Flores de soprar

Tenho inveja de pessoas superinteligentes.
Para Stephen Hawking, a noção de "céu" não passa dum conto de fadas. Hawking tem ELA (esclerose lateral amiotrófica) degenerativa desde os 21 anos. Está com 70. Fez o comentário do conto de fadas quando um jornalista lhe perguntou sobre seu medo da morte.
"Há 49 anos vivo com a perspectiva duma morte prematura. Não temo a morte, mas não tenho pressa de morrer. Ainda quero fazer muitas coisas."

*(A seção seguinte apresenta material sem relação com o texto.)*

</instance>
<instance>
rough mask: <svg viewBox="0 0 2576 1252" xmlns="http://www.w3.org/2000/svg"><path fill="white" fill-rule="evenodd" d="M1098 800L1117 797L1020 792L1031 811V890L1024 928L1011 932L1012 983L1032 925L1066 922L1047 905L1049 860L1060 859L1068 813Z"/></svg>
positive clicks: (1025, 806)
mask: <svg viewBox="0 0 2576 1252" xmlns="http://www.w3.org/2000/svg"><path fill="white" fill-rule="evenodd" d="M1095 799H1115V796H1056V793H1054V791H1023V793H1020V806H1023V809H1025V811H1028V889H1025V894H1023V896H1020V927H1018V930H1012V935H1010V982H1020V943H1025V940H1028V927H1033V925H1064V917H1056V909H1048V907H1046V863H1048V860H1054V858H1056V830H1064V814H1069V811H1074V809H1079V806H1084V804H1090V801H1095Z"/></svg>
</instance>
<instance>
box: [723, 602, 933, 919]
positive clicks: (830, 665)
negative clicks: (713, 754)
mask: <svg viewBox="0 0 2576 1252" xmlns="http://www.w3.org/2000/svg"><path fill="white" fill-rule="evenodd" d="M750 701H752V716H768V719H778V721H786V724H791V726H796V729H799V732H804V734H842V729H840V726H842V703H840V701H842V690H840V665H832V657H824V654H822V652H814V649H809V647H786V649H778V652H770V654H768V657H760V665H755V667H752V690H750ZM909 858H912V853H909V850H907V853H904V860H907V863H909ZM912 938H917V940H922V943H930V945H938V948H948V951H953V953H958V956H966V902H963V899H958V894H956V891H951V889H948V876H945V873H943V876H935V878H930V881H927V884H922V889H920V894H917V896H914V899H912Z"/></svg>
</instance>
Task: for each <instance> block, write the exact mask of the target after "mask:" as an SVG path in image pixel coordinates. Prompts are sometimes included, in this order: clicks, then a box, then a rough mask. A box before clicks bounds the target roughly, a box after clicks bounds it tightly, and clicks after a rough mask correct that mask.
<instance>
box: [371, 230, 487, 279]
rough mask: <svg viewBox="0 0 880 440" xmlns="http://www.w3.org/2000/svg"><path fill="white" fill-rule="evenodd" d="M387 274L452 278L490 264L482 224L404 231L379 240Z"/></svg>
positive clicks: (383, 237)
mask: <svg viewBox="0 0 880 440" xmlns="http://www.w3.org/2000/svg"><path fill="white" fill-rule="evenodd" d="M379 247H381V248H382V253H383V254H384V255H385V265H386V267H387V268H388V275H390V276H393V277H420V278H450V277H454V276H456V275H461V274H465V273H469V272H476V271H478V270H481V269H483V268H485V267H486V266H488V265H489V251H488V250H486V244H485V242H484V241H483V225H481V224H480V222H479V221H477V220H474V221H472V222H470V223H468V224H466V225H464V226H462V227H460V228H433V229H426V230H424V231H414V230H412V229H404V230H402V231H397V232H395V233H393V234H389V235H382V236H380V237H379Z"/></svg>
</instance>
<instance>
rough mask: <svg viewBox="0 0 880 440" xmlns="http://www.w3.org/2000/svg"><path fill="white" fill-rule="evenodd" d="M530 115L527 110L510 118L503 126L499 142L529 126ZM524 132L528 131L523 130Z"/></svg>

"Para mim, o cérebro é um computador que para de trabalhar quando há um defeito em seus componentes. Não existe um céu na vida pós-morte para computadores avariados. Trata-se dum conto de fadas para quem tem medo do escuro."
O mundo real pertence a crânios como Hawking, responsáveis pela (medonha) tecnologia que nos trouxe a este paraíso infernal misto de conforto e angústia. Estou ciente de que falar mal da tecnologia deve soar anátema para a molecada incessantemente conectada em sua miríade de badulaques eletrônicos. Afinal, os pobres nunca conheceram outra alternativa. E, totalmente destituídos de imaginação (seus talentos potenciais não se desenvolvem como em meu tempo em que tínhamos de crescer emocional e intelectualmente na marra), estão fadados a chegar apenas aonde Bill Gates e o Google quiserem que cheguem. O mesmo pode-se dizer dos adoradores do rock -- cresceram tendo os tímpanos arrebentados pelo histerismo mimado de fantoches criados pela indústria musical e não lhes passa pelo miolo que Bach é o atalho mais curto para a divindade por que tanto clamam e padecem.
Ao mau passo que o outro, o mundo do faz-de-conta, é e será por todo o sempre dos chamados "inteligentes emocionais".
Hawking de certo não se inclui nessa tribo. Pessoalmente emana uma carga brutal de dramaticidade super-humana com a expressão retorcida pela doença e resignadamente cativo de sua cadeira futurística.
Como reconfortante contraponto, me fala cientificamente de temas nevrálgicos para os religiosos como a origem do universo e da vida.
Como quase tudo que interessa, isso é, mais que um contraste, uma contradição e um paradoxo.
Aparentemente seria fácil concluir que gente quase sobre-humana qual Hawking é a que dá as cartas, determinando o "destino" de todos nós outros.
Mas é apenas impressão.
O mundo pertence aos chamados inteligentes emocionais (que, por educação, me absterei de classificar como manda meu figurino).
Pois foram e são eles os primeiros a aceitar e difundir que não fomos feitos para desvendar o desconhecido, mas sim para temê-lo sob ritos e saravás e salamaleques e cultos de adoração.
Eu, qual Hawking, mesmo não superinteligente, fui amaldiçoado com a necessidade da dimensão humana.
O mundo dos inteligentes emocionais se constitui do que ao longo dos tempos imemoriais aprendemos que nos protege, por mínimo que seja, da escuridão à nossa volta e dentro de nós. Por isso, eles, inteligentes emocionais, podem clamar ascendência e hegemonia sobre os gênios.
Vivem em irracional orgia com espíritos, fantasmas, duendes, signos astrológicos, fatalismos e predistinações, mundo destituído da dimensão humana que, ao que parece, fomos desenhados para rechaçar.
Tenho inveja de Hawking rondando os mistérios da vida incapaz de sequer um prazer físico em sua fantástica cadeira do tempo.